The Agder region is prepping for a busy 2025 which will see more offshore wind auctions in Norway and Europe and a continuous build-up of the offshore wind industry.

For three years, the collaboration project Future Offshore Wind (Fremtidens Havvind) has brought Agder together to establish offshore wind competence and industry in the region.

At year-end, the project will be terminated and – if every- thing goes according to plan – replaced by a new project designed to continue to unify and promote Agder as a powerhouse for offshore wind development.

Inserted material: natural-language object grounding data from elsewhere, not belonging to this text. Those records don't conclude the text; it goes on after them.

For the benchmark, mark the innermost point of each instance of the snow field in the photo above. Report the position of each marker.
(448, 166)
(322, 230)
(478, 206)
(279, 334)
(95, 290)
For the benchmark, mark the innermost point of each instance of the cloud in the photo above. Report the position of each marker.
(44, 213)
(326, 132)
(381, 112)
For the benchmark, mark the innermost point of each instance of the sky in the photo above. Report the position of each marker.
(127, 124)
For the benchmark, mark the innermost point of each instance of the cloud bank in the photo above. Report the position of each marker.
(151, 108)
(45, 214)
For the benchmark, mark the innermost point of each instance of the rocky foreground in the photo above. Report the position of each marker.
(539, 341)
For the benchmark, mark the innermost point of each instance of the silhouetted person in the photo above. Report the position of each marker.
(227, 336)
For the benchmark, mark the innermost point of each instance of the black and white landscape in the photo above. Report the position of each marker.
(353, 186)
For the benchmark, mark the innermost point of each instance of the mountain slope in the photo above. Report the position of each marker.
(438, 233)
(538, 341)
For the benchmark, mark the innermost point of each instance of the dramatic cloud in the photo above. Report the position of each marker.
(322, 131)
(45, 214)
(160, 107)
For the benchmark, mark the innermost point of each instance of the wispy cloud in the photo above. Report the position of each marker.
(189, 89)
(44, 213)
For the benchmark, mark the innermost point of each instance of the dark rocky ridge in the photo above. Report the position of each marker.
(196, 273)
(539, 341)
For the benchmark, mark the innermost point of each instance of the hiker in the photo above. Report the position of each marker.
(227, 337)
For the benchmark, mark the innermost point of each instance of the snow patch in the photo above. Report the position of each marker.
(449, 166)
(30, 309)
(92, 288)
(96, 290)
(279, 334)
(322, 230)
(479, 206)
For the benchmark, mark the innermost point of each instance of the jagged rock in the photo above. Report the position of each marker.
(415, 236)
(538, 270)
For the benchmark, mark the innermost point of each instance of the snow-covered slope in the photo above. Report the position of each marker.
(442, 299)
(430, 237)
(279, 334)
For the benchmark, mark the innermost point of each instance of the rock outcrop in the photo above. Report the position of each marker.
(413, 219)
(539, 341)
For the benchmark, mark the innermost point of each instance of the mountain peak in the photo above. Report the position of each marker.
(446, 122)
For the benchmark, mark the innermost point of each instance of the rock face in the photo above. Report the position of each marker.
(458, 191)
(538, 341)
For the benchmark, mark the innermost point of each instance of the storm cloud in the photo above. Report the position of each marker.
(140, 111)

“It would be unwise not to build on what we have already achieved. Future Offshore Wind had three goals. One was to establish a national competence center for offshore wind in Kristiansand. This was accomplished in 2023 with support from the Norwegian government, Sparebanken Sør and others. Another goal was to establish an operational base for offshore wind. This is now being facilitated by commercial players,” says Fidjeland.

What remains is to establish a marshalling port in the Agder region and to comprise a supplier network for offshore wind.

“We intend to build project organizations that will work towards these goals in coming years,” says Fidjeland.

Keeping the momentum also makes sense given the new Norwegian licensing round in 2025, which is promised to be much larger than the initial round, and a steady flow of European projects.

“It is important to keep up the good work and prolong the initiative that has benefitted the whole region. The work done in Agder has been noticed by both the government and the consortiums bidding for licenses. We will continue to stand strong together,” says Fidjeland.

He is certain that offshore wind will be a large and important industry for the Agder region in coming years.

“The offshore wind market is rapidly growing, and the industry is becoming more profitable. The latest licenses for bottom-fixed European windfarms were awarded without any subsidies. We will see many new projects, and our region and our industry will take its share of the market,” says Fidjeland.